The blessing of Sabbath rest in Genesis 2 is re-iterated as a command for Sabbath rest in Exodus 20 and then re-gifted to us in Mark 2—because we forget! We are fickle, forgetful people. We tend to—in a sense—drift out of God’s story. Because we all too easily and naturally pay much more attention to other stories than to God’s story. Rest, and particularly the Sabbath, is God’s built-in antidote to this perennial problem, a day to intentionally remember, to remember who God is and who we are, a day to stop, and an invitation to live, reorienting ourselves to the truest truths of the universe and leaning forward into the day that Jesus promises.


[1] Felicia Wu Song, Restless Devices: Recovering Personhood, Presence, and Place in the Digital Age, 200. Emphasis in original.

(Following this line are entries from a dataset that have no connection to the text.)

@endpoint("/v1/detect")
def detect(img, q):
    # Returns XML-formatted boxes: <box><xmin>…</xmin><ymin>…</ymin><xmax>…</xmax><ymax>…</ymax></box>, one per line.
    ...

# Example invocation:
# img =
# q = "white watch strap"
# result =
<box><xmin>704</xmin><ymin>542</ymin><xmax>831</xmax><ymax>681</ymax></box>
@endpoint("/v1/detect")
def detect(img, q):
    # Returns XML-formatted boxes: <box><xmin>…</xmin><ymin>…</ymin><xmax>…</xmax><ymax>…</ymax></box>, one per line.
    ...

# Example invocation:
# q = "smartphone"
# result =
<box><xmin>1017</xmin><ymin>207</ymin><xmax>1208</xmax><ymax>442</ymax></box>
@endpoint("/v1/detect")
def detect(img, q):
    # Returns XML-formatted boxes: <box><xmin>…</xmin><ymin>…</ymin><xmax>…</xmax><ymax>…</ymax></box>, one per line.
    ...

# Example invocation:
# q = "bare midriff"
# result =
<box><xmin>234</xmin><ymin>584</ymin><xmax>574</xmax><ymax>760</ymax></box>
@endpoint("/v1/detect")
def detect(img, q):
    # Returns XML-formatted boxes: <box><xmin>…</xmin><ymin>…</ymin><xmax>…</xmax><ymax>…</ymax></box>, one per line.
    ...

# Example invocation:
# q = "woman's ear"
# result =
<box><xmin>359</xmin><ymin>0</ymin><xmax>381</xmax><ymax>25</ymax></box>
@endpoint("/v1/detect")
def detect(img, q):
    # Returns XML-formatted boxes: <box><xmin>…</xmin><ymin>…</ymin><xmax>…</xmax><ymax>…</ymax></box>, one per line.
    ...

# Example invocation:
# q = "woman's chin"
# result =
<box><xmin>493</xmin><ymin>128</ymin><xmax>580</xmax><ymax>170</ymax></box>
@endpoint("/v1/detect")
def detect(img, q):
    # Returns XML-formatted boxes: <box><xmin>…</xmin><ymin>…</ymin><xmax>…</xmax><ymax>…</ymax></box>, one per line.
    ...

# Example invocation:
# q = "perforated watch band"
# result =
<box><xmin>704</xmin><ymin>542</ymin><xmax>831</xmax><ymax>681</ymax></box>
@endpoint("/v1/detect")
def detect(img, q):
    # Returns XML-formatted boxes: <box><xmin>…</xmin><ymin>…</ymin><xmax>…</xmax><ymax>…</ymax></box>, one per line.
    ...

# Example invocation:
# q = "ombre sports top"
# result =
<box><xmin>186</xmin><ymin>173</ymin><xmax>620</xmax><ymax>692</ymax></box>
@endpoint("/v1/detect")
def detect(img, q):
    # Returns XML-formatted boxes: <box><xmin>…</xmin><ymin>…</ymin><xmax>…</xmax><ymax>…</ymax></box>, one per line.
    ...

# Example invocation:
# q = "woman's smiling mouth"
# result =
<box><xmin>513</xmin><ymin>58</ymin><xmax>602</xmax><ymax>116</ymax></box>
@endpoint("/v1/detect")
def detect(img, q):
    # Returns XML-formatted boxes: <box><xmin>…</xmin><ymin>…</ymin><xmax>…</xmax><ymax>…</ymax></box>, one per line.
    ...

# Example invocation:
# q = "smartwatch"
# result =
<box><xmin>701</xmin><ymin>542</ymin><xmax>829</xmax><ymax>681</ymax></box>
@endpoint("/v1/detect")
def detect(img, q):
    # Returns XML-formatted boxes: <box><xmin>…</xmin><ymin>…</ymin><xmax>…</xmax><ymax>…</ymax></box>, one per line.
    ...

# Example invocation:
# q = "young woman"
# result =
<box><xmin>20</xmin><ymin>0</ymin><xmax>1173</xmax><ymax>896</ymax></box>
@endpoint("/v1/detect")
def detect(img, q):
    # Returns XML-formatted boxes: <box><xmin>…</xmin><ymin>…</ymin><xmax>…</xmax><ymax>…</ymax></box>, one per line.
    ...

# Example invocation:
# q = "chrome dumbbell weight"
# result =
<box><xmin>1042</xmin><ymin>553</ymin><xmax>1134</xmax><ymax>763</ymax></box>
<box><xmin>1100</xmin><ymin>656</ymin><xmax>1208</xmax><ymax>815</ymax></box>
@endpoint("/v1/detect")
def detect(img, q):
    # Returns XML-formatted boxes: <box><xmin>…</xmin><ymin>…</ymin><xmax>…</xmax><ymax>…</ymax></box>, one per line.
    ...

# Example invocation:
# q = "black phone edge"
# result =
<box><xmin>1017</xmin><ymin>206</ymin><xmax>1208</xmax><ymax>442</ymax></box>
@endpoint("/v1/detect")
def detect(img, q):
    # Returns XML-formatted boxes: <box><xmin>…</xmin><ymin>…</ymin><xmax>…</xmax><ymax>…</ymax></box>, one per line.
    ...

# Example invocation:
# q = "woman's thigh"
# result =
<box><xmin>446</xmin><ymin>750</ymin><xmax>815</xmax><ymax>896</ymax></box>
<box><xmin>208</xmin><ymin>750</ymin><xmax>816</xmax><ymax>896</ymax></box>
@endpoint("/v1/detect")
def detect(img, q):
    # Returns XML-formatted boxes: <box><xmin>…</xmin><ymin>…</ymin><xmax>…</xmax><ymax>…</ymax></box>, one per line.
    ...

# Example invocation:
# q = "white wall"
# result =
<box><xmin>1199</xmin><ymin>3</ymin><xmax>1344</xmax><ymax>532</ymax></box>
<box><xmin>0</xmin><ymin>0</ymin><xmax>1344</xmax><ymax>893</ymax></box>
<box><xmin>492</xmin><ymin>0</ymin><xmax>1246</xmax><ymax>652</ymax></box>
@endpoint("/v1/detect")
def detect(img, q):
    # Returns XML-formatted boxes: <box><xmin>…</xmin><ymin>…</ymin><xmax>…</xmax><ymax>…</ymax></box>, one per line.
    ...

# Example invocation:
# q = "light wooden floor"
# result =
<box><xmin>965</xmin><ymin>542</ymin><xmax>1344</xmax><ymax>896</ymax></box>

[2] Murray, Principles of Conduct: Aspects of Biblical Ethics, 33.

[3] Geerhardus Vos, Biblical Theology, 141.

[4] Peterson, “Confessions of a Former Sabbath-Breaker,” Christianity Today, 2 Sept 1988, https://www.christianitytoday.com/ct/1988/september-2/confessions-of-former-sabbath-breaker.html.

[5] John Calvin, Sermons on Genesis: Chapters 1-11, trans. Rob Roy McGregor, 127.

Joe holds a Masters of Divinity from Reformed Theological Seminary, and currently serves on the pastoral staff of McLean Presbyterian Church. He graduated from American University, where he majored in International Studies with a focus on identity, race, gender, and culture. Joe believes the gospel is big enough to capture all of life and hopes to be a part of bringing that to reality in people’s lives.